The court also heard from the other side -- Internet-service providers that want mandated access to cable’s high-speed platform to ensure that a network owner can’t rob the Internet of innovation and competition by excluding rivals.
Paul T. Cappuccio, executive vice president and general counsel of Time Warner Inc., owner of the second-largest cable company, said the FCC properly determined that when cable lines are used to transmit high-speed data, cable companies are offering an unregulated information service. “I would say that’s entitled to utmost deference,” he added.
Thomas Goldstein, the attorney for Brand X Internet Services, an ISP that successfully appealed the FCC’s 2002 ruling, claimed that federal law classifies cable-modem service as a telecommunications service subject to open-access rules.
The FCC’s ruling, he said, was a “legal error,” which the high court should not endorse.
The case will turn on whether or not the high court concludes that the FCC should enjoy the latitude to shape communications policy to conform with the deregulatory goals of Congress that were established in the Telecommunications Act of 1996. No constitutional issues are involved.
Nevertheless, Justice Antonin Scalia asked a number of pointed questions about whether it was plausible for the FCC to conclude that just because cable offers transmission and content in a combined offering, cable is not offering a telecommunications service. “Have I stopped offering the broadband?” he asked.
Cappuccio insisted that the regulatory classification of cable-modem service hinged on the manner in which it is offered to consumers, not on the manner in which others would like to see it offered.
“It still doesn’t explain to my satisfaction why it’s a different product,” said Scalia, for whom Cappuccio once worked as a clerk.
Department of Justice attorney Thomas Hungar said the FCC’s ruling was a reasonable interpretation of the law and the commission deserved judicial deference on that basis.
Goldstein -- seldom interrupted by the nine justices during his 30-minute time allotment -- outlined his understanding of the statutory scheme laid down by Congress. The law, he said, clearly required cable-modem service to be classified as a telecommunications service, adding that Congress also authorized the FCC to strip away access rules if justified by market conditions.

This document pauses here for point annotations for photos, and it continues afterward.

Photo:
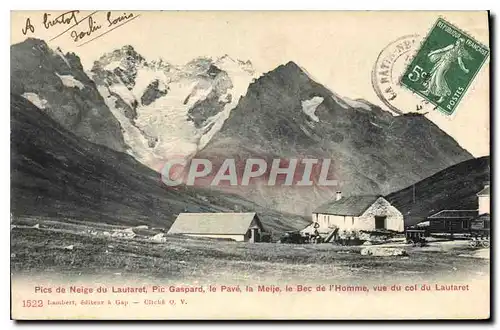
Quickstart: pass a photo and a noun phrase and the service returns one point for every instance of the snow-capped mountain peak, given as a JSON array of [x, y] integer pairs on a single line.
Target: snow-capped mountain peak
[[168, 109]]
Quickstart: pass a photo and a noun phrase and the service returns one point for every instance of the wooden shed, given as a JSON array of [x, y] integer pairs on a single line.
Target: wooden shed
[[241, 227], [451, 221]]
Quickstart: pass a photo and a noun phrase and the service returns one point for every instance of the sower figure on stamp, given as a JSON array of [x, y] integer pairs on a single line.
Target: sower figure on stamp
[[443, 59]]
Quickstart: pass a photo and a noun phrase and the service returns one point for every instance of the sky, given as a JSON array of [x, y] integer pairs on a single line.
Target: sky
[[337, 49]]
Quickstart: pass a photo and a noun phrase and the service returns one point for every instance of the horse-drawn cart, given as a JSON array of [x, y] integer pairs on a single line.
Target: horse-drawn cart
[[415, 236]]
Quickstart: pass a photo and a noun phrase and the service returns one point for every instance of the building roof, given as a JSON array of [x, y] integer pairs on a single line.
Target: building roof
[[213, 223], [484, 216], [484, 192], [353, 205], [454, 214]]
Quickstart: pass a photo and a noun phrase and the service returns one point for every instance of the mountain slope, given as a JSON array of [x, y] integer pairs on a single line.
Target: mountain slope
[[285, 114], [168, 110], [57, 84], [453, 188], [56, 174]]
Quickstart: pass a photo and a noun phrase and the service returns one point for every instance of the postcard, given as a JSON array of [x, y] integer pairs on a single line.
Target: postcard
[[261, 165]]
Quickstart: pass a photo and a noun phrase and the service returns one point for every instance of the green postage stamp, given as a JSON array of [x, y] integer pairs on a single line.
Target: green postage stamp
[[444, 66]]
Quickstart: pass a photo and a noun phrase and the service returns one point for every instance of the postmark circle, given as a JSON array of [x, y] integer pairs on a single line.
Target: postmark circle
[[386, 73]]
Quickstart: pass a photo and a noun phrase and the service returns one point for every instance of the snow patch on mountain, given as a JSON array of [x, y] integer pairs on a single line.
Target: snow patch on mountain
[[36, 100], [70, 81], [309, 107], [177, 109]]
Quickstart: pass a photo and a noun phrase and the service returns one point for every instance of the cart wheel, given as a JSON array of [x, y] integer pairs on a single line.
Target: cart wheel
[[485, 243], [473, 243]]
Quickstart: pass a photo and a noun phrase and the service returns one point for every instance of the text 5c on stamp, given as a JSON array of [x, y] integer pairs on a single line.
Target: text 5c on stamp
[[445, 66]]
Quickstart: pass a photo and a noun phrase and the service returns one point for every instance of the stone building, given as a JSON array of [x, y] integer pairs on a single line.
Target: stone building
[[365, 212]]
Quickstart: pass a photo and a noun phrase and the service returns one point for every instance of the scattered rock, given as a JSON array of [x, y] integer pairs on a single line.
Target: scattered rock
[[124, 233], [159, 238]]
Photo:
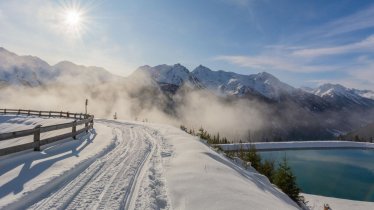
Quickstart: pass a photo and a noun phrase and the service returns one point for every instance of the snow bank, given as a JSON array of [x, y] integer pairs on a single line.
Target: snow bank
[[299, 145], [29, 176], [316, 203], [10, 123], [199, 178], [145, 166]]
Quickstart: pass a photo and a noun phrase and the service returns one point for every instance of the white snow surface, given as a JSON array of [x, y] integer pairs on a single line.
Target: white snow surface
[[232, 83], [316, 202], [299, 145], [175, 74], [130, 165]]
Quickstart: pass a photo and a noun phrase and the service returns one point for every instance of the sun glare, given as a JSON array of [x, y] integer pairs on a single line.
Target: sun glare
[[73, 21], [73, 18]]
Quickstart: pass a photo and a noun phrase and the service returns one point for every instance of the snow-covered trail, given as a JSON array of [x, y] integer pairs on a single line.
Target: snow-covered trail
[[114, 181]]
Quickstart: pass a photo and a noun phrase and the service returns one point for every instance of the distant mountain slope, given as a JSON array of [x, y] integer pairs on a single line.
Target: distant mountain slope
[[173, 92], [32, 71], [341, 96], [231, 83]]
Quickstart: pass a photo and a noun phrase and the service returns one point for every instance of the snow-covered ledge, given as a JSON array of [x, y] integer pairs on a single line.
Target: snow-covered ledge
[[298, 145]]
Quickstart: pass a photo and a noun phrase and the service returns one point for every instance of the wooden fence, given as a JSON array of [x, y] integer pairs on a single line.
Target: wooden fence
[[79, 119]]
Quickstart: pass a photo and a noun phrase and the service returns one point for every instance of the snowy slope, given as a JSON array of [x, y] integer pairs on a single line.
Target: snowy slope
[[365, 93], [124, 165], [32, 71], [175, 74], [340, 95], [22, 70], [232, 83]]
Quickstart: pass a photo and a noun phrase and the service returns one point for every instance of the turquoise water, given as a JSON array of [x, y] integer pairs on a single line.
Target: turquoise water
[[347, 174]]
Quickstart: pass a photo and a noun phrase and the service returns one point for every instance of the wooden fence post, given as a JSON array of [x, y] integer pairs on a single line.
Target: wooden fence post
[[74, 130], [86, 126], [37, 137]]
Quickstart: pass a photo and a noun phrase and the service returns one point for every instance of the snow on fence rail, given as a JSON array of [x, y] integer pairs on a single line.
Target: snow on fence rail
[[297, 145], [79, 119]]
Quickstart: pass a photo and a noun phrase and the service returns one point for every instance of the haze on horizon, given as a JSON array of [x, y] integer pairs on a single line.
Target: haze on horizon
[[304, 43]]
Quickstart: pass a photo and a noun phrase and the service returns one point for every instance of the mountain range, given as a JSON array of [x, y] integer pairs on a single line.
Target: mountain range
[[327, 110]]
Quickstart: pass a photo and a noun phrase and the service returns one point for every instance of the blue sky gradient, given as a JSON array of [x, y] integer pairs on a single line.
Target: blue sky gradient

The flaw in the FCC’s reasoning, Goldstein said, was that a telecommunications-service provider could add an information feature, however marginal to the main product, solely for the purpose of escaping regulation.
In that sense, he added, the law did not authorize the FCC to allow telecommunications-service providers to opt out of the law, or “self-deregulate.”

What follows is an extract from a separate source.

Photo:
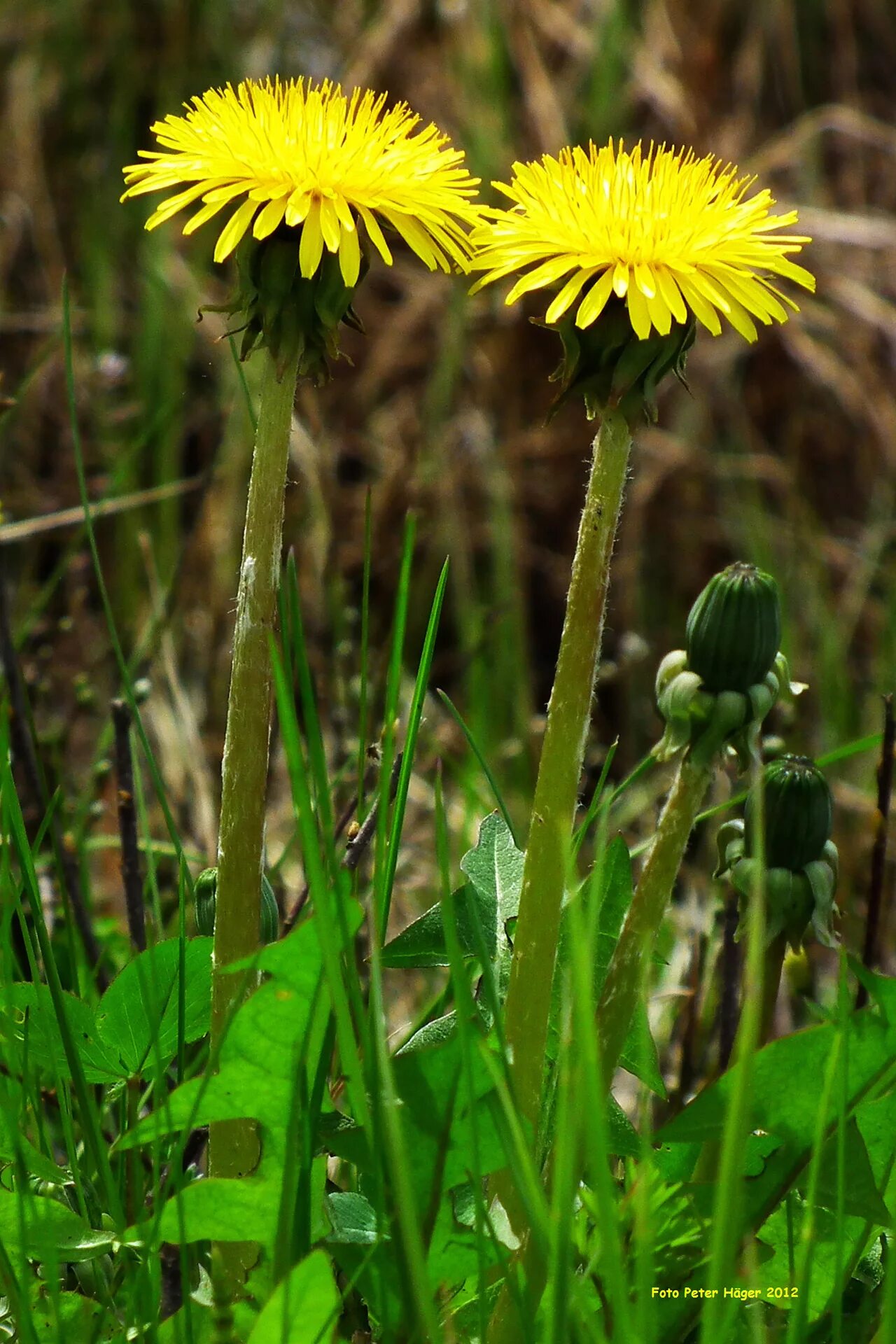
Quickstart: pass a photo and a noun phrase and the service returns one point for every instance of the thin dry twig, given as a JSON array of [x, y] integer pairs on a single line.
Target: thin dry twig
[[131, 874], [871, 952]]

A few issues highlighted going into the case were not raised at oral argument.
The U.S. Court of Appeals for the Ninth Circuit struck down the FCC’s cable-modem rules without giving the agency’s reasoning substantive review. Some observers thought the high court might remand the case to the Ninth Circuit with instructions to conduct such a review. None of the justices raised the remand issue.
“The justices appeared willing to grapple with the substantive issues themselves, rather than sending the case back to the lower court,” Legg Mason Wood Walker Inc. analyst Blair Levin said.
Levin added that he believed that based on the oral argument, the high court would side with the FCC and cable, although Brand X and the other ISPs had “a fighting chance” to prevail.
The Ninth Circuit reversed the FCC based on a prior decision regarding cable-modem service in which the agency’s rules were not at issue. The administrative-law question of whether the FCC needs to race a party to court in order to gain normal judicial review did not factor into the debate.
The court is expected to issue a ruling by late June or early July.